23. Elle demande également aux partis politiques des Etats membres du Conseil de l’Europe:
23.1. de respecter les principes du Code de bonne conduite des partis politiques, en particulier ceux afférents à la démocratie, à la transparence et à la responsabilité de rendre compte internes des partis;
23.2. d’adopter des règles équitables et transparentes pour la sélection et la désignation de candidats aux organes élus, et d’encourager en particulier la désignation de membres de groupes sous-représentés tels que les jeunes, les membres de minorités, les immigrants ou les personnes handicapées;
23.3. d’établir une stratégie de long terme qui prévoit une formation et des projets spéciaux dans le but d’accroître l’assurance, les connaissances et l’expérience des groupes sous-représentés;
23.4. d’étudier l’expérience des partis politiques qui ont mis en place des quotas pour la sélection et la désignation de candidats aux élections et d’examiner une telle possibilité dans leurs propres pratiques;
23.5. de fixer des règles équitables et transparentes pour le financement des campagnes, en conformité avec la législation nationale pertinente; d’élaborer des règles internes qui compléteraient et renforceraient la législation nationale, en particulier, en matière de transparence et de responsabilité;
23.6. d’établir des règles claires et équitables pour le remplacement des sièges vacants dans les organes élus;
23.7. d’observer les principes d’équité et de fixer des normes générales de conduite durant les campagnes électorales.
24. Elle invite les membres des délégations parlementaires auprès de l’Assemblée:
24.1. à soumettre la question des normes dans les différentes étapes du processus électoral dans le cadre des activités de leurs parlements nationaux;
24.2. à lancer la réflexion sur les procédures internes des partis politiques dans le domaine électoral au sein de leurs partis respectifs;
24.3. de promouvoir les travaux de l’Assemblée et ses documents dans le domaine électoral, en particulier les résultats du Forum pour l’avenir de la démocratie.
25. L’Assemblée soutient la Commission de Venise dans la poursuite de ses précieux travaux dans le domaine du processus électoral.
26. L’Assemblée demande aux participants du Forum pour l’avenir de la démocratie de tenir compte des conclusions générales de ce dernier et de les traduire en actions spécifiques.
27. L’Assemblée décide de suivre la question des systèmes électoraux sous ses différents aspects et de promouvoir des solutions satisfaisantes à l’échelon parlementaire dans les Etats membres du Conseil de l’Europe.

B. Projet de recommandation

(open)
1. L’Assemblée parlementaire renvoie à sa Résolution … (2010) sur les seuils électoraux et autres aspects des systèmes électoraux ayant une incidence sur la représentativité des parlements dans les Etats membres du Conseil de l’Europe.
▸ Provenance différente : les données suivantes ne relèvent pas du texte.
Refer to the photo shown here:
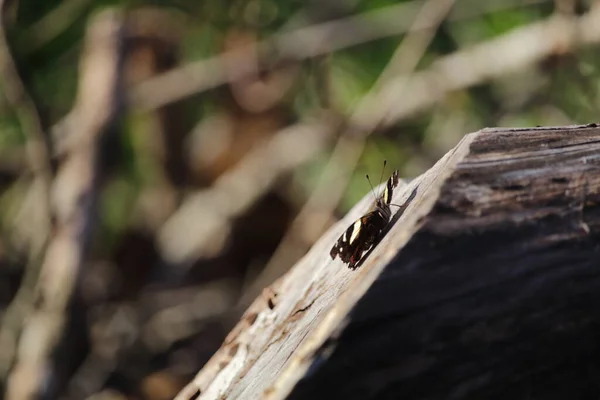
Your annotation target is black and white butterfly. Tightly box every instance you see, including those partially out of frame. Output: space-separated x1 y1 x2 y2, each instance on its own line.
329 162 399 269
Elle renvoie également à ses résolutions et recommandations antérieures qui traitent de différents aspects du processus électoral.
2. L’Assemblée recommande au Comité des Ministres d’en appeler aux gouvernements des Etats membres pour qu’ils donnent les suites appropriées aux points soulevés dans la Résolution … (2010).
3. L’Assemblée recommande au Comité des Ministres, en tirant parti de sa position unique d’espace de dialogue pour la coopération paneuropéenne, de contribuer à ce que chacun s’entende sur l’ensemble des principes qui font que des élections sont considérées comme «libres et équitables», conformément aux normes démocratiques et quel que soit le type de système électoral, et de s’assurer de leur mise en œuvre à chaque élection qui se déroule sur le territoire des Etats membres du Conseil de l’Europe, devenant ainsi la plus vaste zone au monde d’élections «libres et équitables».
4. De plus, l’Assemblée invite le Comité des Ministres:
4.1. à lancer une réflexion approfondie et à travailler sur le cadre réglementaire et les réglementations spécifiques en lien avec le processus électoral dans les Etats membres du Conseil de l’Europe, en particulier eu égard:
4.1.1. aux commissions électorales;
4.1.2. aux seuils électoraux ainsi qu’à toute autre question qui peut désavantager les partis mineurs et les candidats indépendants d’avoir accès aux organes élus;
4.1.3. à l’incidence des systèmes électoraux sur l’accès des femmes aux organes élus;
4.1.4. à l’égalité d’accès aux organes élus pour les personnes issues de groupes minoritaires et vulnérables;
4.1.5. au financement des campagnes électorales;
4.1.6. aux procédures de vote;
4.1.7. à l’observation des élections;
4.2. à examiner la possibilité d’élaborer des lignes directrices sur les principes qui régissent le processus électoral.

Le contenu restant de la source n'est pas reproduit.